The biggest reason is that it reduces type safety.
How many programs have you written where you actually needed to consume an iterable just to know how many elements it had, throwing away anything else?
I, in quite a few years of coding in Python, never needed that. It's a non-sensical operation in normal programs. An iterator may not have a length (e.g. infinite iterators or generators that expects inputs via send()
), so asking for it doesn't make much sense. The fact that len(an_iterator)
produces an error means that you can find bugs in your code. You can see that in a certain part of the program you are calling len
on the wrong thing, or maybe your function actually needs a sequence instead of an iterator as you expected.
Removing such errors would create a new class of bugs where people, calling len
, erroneously consume an iterator, or use an iterator as if it were a sequence without realizing.
If you really need to know the length of an iterator, what's wrong with len(list(iterator))
? The extra 6 characters? It's trivial to write your own version that works for iterators, but, as I said, 99% of the time this simply means that something with your code is wrong, because such an operation doesn't make much sense.
The second reason is that, with that change, you are violating two nice properties of len
that currently hold for all (known) containers:
It is known to be cheap on all containers ever implemented in Python (all built-ins, standard library, numpy
& scipy
and all other big third party libraries do this on both dynamically sized and static sized containers). So when you see len(something)
you know that the len
call is cheap. Making it work with iterators would mean that suddenly all programs might become inefficient due to computations of the length.

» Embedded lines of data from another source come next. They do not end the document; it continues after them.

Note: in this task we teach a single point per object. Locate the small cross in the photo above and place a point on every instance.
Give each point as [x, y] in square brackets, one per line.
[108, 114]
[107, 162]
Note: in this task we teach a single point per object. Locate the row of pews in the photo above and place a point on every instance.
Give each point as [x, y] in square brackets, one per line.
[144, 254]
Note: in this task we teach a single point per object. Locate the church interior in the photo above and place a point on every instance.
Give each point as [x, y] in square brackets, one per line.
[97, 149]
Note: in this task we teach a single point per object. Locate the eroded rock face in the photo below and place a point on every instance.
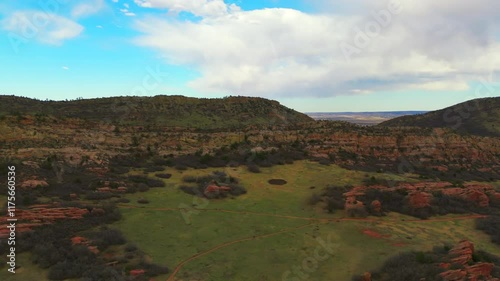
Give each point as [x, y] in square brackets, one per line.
[34, 183]
[376, 206]
[419, 199]
[462, 254]
[473, 193]
[454, 275]
[38, 215]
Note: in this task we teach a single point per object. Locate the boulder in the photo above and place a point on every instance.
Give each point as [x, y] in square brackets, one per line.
[420, 199]
[376, 206]
[34, 183]
[454, 275]
[137, 272]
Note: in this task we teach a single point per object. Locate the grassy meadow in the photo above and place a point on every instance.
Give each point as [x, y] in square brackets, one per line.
[171, 231]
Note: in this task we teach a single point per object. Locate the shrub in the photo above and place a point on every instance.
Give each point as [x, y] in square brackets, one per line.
[163, 175]
[143, 201]
[253, 168]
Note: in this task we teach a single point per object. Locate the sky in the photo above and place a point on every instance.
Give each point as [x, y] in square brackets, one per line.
[310, 55]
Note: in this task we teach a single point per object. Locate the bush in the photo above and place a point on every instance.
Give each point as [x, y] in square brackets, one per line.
[253, 168]
[189, 179]
[491, 226]
[180, 167]
[314, 199]
[163, 175]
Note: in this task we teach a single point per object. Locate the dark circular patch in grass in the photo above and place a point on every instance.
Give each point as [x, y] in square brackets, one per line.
[277, 181]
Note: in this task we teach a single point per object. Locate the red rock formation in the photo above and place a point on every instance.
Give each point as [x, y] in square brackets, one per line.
[462, 253]
[480, 270]
[38, 215]
[34, 183]
[79, 240]
[137, 272]
[471, 193]
[419, 199]
[454, 275]
[93, 249]
[213, 188]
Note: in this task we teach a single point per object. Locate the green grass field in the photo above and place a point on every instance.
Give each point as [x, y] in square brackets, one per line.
[170, 236]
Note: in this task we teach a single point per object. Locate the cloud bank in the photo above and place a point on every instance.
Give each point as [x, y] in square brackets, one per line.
[366, 46]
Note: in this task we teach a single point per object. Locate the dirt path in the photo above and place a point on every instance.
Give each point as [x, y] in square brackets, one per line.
[179, 267]
[312, 220]
[305, 218]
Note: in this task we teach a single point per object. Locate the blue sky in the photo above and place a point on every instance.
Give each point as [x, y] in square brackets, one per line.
[330, 55]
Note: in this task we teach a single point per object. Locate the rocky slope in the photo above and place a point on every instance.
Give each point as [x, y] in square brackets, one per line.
[477, 117]
[164, 111]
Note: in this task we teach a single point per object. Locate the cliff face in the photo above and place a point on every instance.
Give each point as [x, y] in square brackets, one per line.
[400, 150]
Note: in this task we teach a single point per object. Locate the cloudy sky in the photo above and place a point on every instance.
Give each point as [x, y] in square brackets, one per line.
[311, 55]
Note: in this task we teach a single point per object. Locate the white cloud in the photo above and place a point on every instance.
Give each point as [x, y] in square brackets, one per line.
[46, 28]
[429, 45]
[202, 8]
[127, 12]
[87, 8]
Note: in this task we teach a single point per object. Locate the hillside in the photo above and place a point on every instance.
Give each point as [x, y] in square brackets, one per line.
[476, 117]
[171, 111]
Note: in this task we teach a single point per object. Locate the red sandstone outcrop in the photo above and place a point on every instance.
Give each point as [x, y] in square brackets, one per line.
[419, 199]
[376, 206]
[462, 254]
[37, 215]
[34, 183]
[136, 272]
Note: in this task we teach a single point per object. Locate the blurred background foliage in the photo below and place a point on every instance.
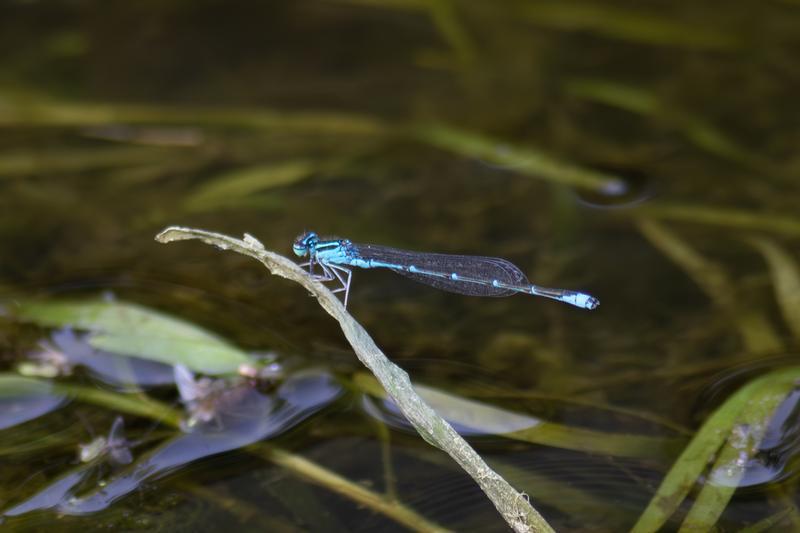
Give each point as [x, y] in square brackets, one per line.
[644, 152]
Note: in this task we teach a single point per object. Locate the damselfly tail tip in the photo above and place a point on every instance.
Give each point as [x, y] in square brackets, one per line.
[582, 300]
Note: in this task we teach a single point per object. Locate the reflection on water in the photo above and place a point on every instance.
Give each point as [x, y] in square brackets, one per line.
[643, 153]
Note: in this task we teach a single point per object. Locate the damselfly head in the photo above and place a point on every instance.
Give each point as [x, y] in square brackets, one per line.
[305, 243]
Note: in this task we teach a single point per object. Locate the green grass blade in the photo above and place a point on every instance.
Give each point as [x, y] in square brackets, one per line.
[785, 280]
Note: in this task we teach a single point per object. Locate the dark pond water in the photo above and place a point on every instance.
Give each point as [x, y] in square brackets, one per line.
[645, 154]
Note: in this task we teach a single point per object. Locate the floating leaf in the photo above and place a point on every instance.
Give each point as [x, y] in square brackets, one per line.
[229, 189]
[527, 161]
[135, 330]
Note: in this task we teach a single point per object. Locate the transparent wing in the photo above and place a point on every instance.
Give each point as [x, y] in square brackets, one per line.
[468, 267]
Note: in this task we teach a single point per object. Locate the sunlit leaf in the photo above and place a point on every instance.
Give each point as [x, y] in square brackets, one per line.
[23, 399]
[704, 447]
[135, 330]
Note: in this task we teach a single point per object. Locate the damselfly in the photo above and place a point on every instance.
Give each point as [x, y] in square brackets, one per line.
[463, 274]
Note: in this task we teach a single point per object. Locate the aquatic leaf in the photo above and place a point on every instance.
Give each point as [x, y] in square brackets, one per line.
[53, 494]
[743, 443]
[704, 447]
[755, 329]
[23, 399]
[527, 161]
[228, 189]
[131, 329]
[40, 162]
[785, 280]
[31, 109]
[473, 418]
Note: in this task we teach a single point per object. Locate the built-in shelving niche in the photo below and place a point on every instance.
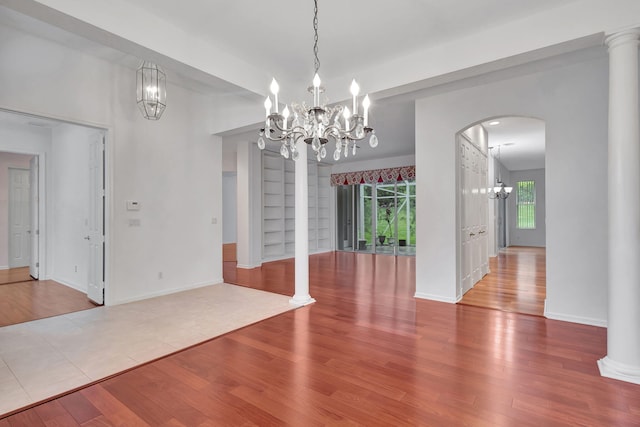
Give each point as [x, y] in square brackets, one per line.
[278, 207]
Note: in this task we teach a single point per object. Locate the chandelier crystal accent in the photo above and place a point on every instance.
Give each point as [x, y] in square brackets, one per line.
[316, 125]
[151, 90]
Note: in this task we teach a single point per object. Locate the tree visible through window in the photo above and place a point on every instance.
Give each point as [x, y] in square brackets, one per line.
[526, 204]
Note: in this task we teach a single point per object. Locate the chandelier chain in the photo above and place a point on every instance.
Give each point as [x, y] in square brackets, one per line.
[318, 124]
[315, 36]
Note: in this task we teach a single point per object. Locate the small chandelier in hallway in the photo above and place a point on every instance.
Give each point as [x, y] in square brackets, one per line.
[315, 125]
[151, 90]
[500, 191]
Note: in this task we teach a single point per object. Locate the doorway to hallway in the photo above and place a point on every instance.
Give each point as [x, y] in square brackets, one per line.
[68, 228]
[516, 283]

Also note that you can, trivially, implement O(1) __len__
on every container. The cost to pre-compute the length is often negligible, and generally worth paying.
The only exception would be if you implement immutable containers that have part of their internal representation shared with other instances (to save memory). However, I don't know of any implementation that does this, and most of the time you can achieve better than O(n) time anyway.
In summary: currently everybody implements __len__
in O(1) and it's easy to continue to do so. So there is an expectation for calls to len
to be O(1). Even if it's not part of the standard. Python developers intentionally avoid C/C++'s style legalese in their documentation and trust the users. In this case, if your __len__
isn't O(1), it's expected that you document that.
It is known to be not destructive. Any sensible implementation of __len__
doesn't change its argument. So you can be sure that len(x) == len(x)
, or that n = len(x);len(list(x)) == n
.
Even this property is not defined in the documentation, however it's expected by everyone, and currently, nobody violates it.
Such properties are good, because you can reason and make assumptions about code using them.
They can help you ensure the correctness of a piece of code, or understand its asymptotic complexity. The change you propose would make it much harder to look at some code and understand whether it's correct or what would be it's complexity, because you have to keep in mind the special cases.
In summary, the change you are proposing has one, really small, pro: saving few characters in very particular situations, but it has several, big, disadvantages which would impact a huge portion of existing code.
An other minor reason. If len
consumes iterators I'm sure that some people would start to abuse this for its side-effects (replacing the already ugly use of map
or list-comprehensions). Suddenly people can write code like:
len(print(something) for ... in ...)
to print text, which is really just ugly. It doesn't read well. Stateful code should be relagated to statements, since they provide a visual cue of side-effects.